7.2.6 Document Info Index

Using the terminology of [5], the document info index is a utility index. It keeps additional information about documents not stored in the Lucene index. This additional data structure is needed because of numerous reasons. Firstly, the Lucene index supports the addition of document fields only at indexing time, after the index is merged, no more field additions are possible. Secondly, in order to calculate the fuzzy probabilities of documents, all of the terms in the index have to be known beforehand because otherwise we cannot calculate their Kolmogoroff probabilities.

Thus, the indexing phase needs to be completed before the calculation of term- and fuzzy probabilities. Thirdly, we would like to support the easy modification of the membership functions in the implemented Web retrieval and ranking method (see Section 6.4), so we have to keep the fuzzy probability data separate from the Lucene index.

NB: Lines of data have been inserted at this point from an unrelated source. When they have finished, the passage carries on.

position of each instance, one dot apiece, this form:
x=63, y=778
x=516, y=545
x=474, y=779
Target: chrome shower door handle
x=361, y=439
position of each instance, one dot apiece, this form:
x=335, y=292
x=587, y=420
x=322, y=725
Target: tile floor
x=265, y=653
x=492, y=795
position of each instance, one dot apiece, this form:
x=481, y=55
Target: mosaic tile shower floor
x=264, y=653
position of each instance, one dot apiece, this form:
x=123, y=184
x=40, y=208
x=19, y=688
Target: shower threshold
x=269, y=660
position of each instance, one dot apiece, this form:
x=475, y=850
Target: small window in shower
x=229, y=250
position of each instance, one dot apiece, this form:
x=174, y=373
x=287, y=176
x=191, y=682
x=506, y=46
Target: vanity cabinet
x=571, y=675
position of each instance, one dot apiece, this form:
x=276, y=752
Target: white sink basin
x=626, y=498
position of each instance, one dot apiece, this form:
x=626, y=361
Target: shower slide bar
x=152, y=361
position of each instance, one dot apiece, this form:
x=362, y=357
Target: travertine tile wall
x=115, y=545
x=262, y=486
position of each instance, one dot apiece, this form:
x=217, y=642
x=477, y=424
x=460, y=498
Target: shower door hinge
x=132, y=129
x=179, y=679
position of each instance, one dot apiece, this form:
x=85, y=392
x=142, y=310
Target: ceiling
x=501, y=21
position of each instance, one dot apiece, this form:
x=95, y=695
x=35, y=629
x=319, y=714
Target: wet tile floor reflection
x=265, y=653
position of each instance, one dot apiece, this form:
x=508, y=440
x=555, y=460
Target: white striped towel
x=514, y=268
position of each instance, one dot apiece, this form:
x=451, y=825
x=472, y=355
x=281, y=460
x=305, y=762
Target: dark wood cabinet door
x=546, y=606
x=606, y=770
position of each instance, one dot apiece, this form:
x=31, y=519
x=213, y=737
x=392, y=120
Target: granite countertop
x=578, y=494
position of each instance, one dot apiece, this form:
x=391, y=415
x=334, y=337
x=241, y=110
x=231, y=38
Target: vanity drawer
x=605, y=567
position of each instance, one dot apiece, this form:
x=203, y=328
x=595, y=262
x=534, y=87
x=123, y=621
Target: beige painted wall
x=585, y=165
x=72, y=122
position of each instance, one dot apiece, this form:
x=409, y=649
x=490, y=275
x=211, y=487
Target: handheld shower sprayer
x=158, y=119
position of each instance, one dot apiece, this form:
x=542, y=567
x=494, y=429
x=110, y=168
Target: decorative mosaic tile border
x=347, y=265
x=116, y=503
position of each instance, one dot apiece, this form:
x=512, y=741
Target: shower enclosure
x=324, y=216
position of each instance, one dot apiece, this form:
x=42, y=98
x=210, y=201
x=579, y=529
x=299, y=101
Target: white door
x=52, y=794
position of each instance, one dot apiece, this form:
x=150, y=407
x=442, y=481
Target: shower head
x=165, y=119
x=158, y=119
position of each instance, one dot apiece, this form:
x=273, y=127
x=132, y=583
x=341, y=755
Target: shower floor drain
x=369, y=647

The document info index is a fixed-width ISAM (index sequential access mode) index ordered by the identifier of the documents (docID). Each entry of it includes

7 WebCIR – a search engine using the combined importance-based method 56

the following information about a document: the docID, the fuzzy probability, the length normalization factors and the PageRank value. Most of this information is generated by MapReduce tasks so they are available in separate files, but instead, these pieces of data are collected into one data structure such that the information needed for ranking can be obtained with one disk seek at search time. This kind of optimization is needed to limit response time.

7.2.7 Term Info Index

The term info index is also a fixed-width ISAM index, ordered by termID. At present, it contains the Kolmogoroff probabilities of terms only, but it might be used for storing other kinds of term-level information later (e.g., stem of the term, statistics). The term info index is also a utility index.

7.2.8 Query Module

The query module takes the Lucene index and the document information data created by the preprocessing module to answer queries. It performs the following steps of the Combined Importance-based Web retrieval and ranking method introduced in subsection 6.4.1:

10. Enter query Q.

11. Construct, based on the similarity eq. (5.6), the set of pages that match the query: {W_j | ρj ≠ 0, j = 1,…, J}.

12. Compute an aggregated importance Sj for pages Wj ,j = 1,…,J, as follows: Sj = αΨj + βρj.

13. Rank pages W1,…,WJ descendingly on their aggregated importance S1,…,SJ to obtain a hit list H.

14. Show the hit list H to the user.

Note that the pre-set values of parameters α, β used by the computation of the aggregated importance of pages in step 12. is possible to change online for each query separately, e.g. for advanced users to fine tune the relation of combined importance and similarity.